When you have completed the tour, could you please answer the Poll? And if you would like to provide additional information or comments then either PM me here or e-mail at [email protected]

Thanks again - Tony


----------



## GaryK (Jun 25, 2007)

Your "about us > Timber Cutting > timber cutting 2"

You have 2 and 3

It should be 1 and 2


----------



## Tikka (May 14, 2007)

Thanks Gary

I have re-numbered the pages 1, 2 & 3 - ready for the next update.


----------



## Toolz (Feb 26, 2008)

Nice website Tony. Links worked fast.


----------



## closetguy (Sep 29, 2007)

Looks good. I like your cutting boards.


----------



## boboswin (May 23, 2007)

Quite elegant Tony. 
I would try to get clearer- (not necessarily higher rez) photos where ever possible.
This is a visual media so clearer is always better.
Also took me a moment to find the forward and back buttons where you have multiple images
They could be a bit larger or suffixed with "forward" and "back" to make them more noticeable.
It's a good idea to list your "fair starting prices" as you did to eliminate the buyers that are not prepared for custom work.
Can you estimate shipping charges to your local markets?

Regards
Bob


----------



## Tikka (May 14, 2007)

Hello Bob

Thanks for taking the time to review my website.

*Pictures *- I know this is a problem with the quality, I hope to be able to rectify this in the summer, when I make a studio area in part of the "old house" we have on site.

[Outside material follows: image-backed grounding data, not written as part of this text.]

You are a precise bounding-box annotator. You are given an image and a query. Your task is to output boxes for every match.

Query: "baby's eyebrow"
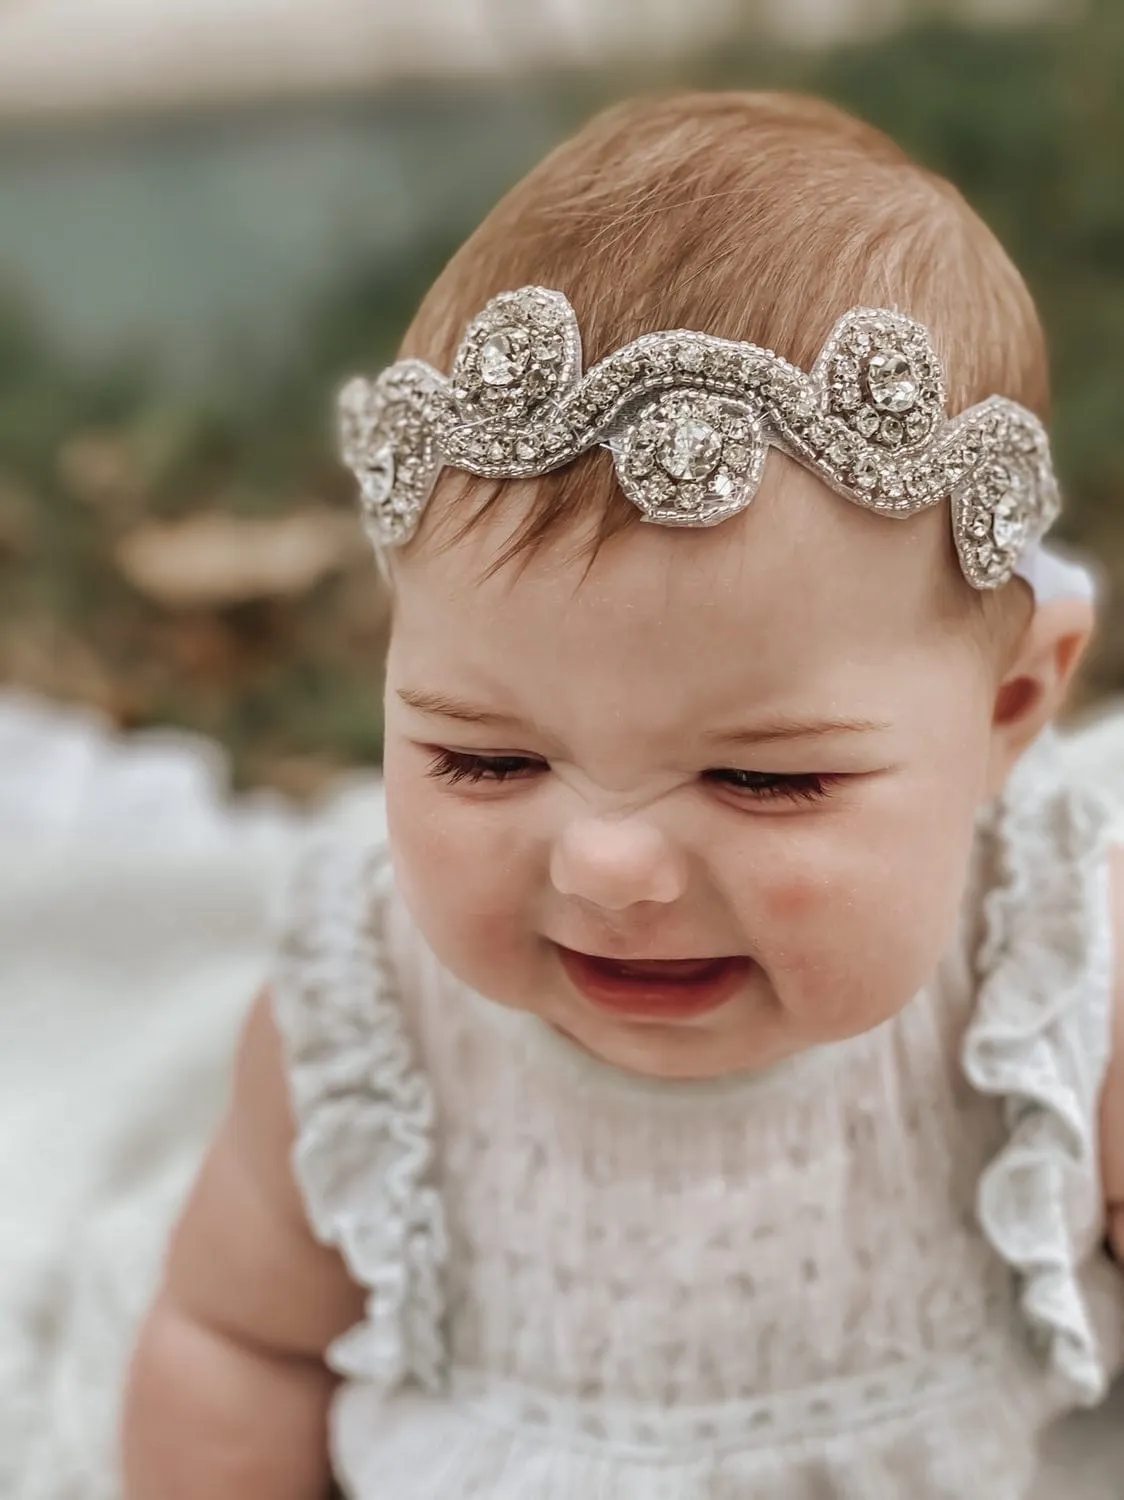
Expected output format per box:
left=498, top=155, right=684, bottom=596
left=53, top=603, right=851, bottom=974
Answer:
left=707, top=716, right=891, bottom=747
left=396, top=688, right=529, bottom=730
left=399, top=689, right=889, bottom=746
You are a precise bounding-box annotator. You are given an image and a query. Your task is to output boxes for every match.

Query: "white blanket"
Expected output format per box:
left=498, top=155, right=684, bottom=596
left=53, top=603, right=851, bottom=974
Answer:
left=0, top=693, right=385, bottom=1498
left=1, top=690, right=1123, bottom=1499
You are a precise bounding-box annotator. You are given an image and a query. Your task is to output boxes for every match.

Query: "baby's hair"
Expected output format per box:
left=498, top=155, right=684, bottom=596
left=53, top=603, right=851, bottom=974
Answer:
left=400, top=91, right=1041, bottom=654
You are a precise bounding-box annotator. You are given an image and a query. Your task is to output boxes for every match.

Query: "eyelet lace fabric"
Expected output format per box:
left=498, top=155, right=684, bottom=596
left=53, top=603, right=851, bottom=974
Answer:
left=272, top=840, right=448, bottom=1394
left=964, top=730, right=1119, bottom=1406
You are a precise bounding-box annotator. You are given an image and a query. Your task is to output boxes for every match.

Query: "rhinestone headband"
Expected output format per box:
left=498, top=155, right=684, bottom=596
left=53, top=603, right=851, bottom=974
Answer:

This should standardise the quality (not necessarily improving the quality of the photographer) I did think about getting a professional to take some photographs, but I have yet to find a friendly photographer

*FWD/BACK* - point taken, unfortunately, they are fixed in size for the web design program, but I will work on it, maybe change the colour of them to give a greater visual impact against the oak back ground.

Most of the work I undertake is within a 25km radius, then I offer free transport. It would be too complicated to include shipping charges on the pages - there is such a vast price difference for different regions here, also it is "VERY" expensive.

Again thanks for the feedback.


----------



## biff_kpv (Oct 28, 2007)

Tony I thought the site was good and saw nothing that was out of place or that I would change…nice job!


----------



## YorkshireStewart (Sep 20, 2007)

I just spent ten minutes driving around your site Tony. It's easy to navigate and understand. Just two pedantic points. Clicking on 'cutting boards' opens up a separate window. Top left is a button marked 'HOME' It seems superfluous. At least it didn't do anything for me! Also, somewhere on the Timber cutting section you refer to something like " ...can WEIGHT up to 600kg" rather than weigh.


----------



## Tikka (May 14, 2007)

Hello Stewart

The cutting boards - is a link to a separate and old site, which still has to be updated - there will be about 100 pages in total, in 3 different languages - so I have to get the 1st part correct, so the rest can follow - Less work to do later if I have changes to make.

The Home button used to take you back to the main page for language selection.

Weight/weigh spelling mistake corrected and will change in the next update.

Thank you for your feedback


----------



## Mario (Apr 23, 2007)

Very nice site very well layed out. I like the gallery. Good job.


----------



## Tikka (May 14, 2007)

Thanks Mario

Martin pointed me in the right direction for for the the Gallery (it pretty close to the LJ version)


----------



## joey (Sep 17, 2007)

Well Done Tony
I really liked your web site and your woodwork, you are a very talented gentlemen, and I wish great success
Joey


----------